DUH. I know most people have seen this, but there are a few stragglers who have not, and to those unfortunate latter folk: watch this film! I just watched it again last night, and every time I see it, which is not that often, I am reminded of what a perfect little storm this was: riveting source material (a filthy, yet fascinating literary examination of Edinburgh heroin addicts by author Irvine Welsh); director Danny Boyle (arguably at the apex of his creative career); actors Ewan MacGregor, Ewan Bremner, Jonny Lee Miller, Robert Carlyle, and Kelly MacDonald; and a pulsing soundtrack including Iggy Pop, Brian Eno, New Order, Blur, Pulp, and Damon Albarn, to name a few.

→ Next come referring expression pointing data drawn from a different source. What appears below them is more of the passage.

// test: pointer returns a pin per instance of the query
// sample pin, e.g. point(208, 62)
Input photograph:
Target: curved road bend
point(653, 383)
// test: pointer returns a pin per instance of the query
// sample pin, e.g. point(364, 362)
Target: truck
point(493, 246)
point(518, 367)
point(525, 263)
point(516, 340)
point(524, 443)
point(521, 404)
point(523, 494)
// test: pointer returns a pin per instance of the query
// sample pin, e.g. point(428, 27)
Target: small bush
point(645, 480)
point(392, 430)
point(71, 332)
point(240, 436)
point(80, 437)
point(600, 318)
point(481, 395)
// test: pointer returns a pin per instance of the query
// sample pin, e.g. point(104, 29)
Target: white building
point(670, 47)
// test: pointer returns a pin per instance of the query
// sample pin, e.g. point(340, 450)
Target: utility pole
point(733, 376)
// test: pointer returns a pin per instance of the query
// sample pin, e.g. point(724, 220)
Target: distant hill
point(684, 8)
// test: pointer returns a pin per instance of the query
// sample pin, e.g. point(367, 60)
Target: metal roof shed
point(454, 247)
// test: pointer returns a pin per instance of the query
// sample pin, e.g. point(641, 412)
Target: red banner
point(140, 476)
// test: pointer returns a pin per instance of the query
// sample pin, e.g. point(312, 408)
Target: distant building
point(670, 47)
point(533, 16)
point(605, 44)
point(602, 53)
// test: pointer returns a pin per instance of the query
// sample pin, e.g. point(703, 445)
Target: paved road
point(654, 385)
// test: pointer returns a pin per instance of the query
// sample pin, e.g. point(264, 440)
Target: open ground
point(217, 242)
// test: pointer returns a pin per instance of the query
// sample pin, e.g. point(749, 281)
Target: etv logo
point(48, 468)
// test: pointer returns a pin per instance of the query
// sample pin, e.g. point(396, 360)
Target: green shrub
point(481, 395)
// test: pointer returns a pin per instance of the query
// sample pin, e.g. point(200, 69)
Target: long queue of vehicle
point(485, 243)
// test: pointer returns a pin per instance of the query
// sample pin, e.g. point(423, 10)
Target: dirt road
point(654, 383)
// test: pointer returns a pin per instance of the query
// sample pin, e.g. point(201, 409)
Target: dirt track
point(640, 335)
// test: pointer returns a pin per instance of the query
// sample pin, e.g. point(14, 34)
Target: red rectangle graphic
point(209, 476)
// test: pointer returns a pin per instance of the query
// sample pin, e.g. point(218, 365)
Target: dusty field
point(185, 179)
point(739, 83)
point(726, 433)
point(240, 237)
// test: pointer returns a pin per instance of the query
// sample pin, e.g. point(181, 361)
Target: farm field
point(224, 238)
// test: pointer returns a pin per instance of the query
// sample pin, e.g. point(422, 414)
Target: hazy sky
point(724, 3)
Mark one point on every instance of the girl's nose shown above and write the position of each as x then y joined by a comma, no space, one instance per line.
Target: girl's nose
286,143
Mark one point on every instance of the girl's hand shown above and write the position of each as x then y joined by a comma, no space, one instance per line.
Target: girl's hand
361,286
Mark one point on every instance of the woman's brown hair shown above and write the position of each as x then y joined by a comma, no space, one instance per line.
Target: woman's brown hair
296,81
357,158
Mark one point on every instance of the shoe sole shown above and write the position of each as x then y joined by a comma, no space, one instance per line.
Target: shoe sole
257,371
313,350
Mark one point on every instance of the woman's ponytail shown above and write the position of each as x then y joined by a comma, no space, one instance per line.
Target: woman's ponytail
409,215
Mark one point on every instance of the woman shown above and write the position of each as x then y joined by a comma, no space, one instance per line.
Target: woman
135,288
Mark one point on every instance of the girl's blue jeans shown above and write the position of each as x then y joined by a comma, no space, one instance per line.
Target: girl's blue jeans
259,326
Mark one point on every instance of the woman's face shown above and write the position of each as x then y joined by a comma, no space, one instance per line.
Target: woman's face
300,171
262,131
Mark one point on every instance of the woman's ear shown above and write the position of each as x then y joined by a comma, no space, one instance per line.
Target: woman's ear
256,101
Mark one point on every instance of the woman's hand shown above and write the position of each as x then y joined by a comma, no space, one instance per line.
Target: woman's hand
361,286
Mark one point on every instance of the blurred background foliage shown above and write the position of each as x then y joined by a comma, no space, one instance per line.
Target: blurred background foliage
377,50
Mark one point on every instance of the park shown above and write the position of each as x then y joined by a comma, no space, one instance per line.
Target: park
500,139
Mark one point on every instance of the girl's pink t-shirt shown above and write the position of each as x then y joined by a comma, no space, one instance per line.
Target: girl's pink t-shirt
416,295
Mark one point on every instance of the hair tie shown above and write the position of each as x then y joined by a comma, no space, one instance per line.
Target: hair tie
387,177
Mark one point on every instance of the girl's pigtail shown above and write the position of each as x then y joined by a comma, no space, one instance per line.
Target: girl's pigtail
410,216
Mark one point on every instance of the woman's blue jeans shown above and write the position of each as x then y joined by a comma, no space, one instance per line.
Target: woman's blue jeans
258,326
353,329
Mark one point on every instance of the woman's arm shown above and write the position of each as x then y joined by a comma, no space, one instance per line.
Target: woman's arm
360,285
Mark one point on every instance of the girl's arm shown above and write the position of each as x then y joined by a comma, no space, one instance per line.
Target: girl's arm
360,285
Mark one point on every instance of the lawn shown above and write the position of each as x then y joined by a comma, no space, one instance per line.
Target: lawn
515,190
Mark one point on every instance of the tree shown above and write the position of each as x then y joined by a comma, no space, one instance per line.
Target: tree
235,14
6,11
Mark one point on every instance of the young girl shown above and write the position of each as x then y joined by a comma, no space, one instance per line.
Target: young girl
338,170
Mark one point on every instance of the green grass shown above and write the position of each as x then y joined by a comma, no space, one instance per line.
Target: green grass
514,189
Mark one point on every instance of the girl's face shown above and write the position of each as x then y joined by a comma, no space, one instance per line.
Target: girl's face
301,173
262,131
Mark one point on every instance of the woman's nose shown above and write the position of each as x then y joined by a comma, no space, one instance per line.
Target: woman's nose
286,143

Mix all these ingredients into an impoverished Edinburgh in the early 1990s, add a little Thatcher era depression, and some materialistic cynicism, and you've got Trainspotting.

The cast of characters is now that of cult film legend: Macgregor as Mark Renton, a junkie who mostly wants to clean-up, find love, and lead a good life--whatever that is; Bremner as Spud, a scattered, frightened, but well-intention addict; Miller as Sickboy, who is the manipulative and scheming asshole of the group, one who "is lacking in moral fiber," though who knows a lot about Sean Connery; Carlyle as Frank Begbie, an alcoholic, psychopathic, bar-room brawler; and Kelly MacDonald as the pretty, but underaged Diane who Renton falls in love with.

This is the film that arguably launched Ewan MacGregor, as well as director Danny Boyle, into the world as an exciting Scottish actor and English filmmaker, respectively. This film is one of the most memorable in both of their careers, and is still such a treat to watch. If you have the stomach for it--including it's graphic depiction of drug use, drug withdrawal, sex, violence, and all manor of bodily fluids--I recommend you to see it!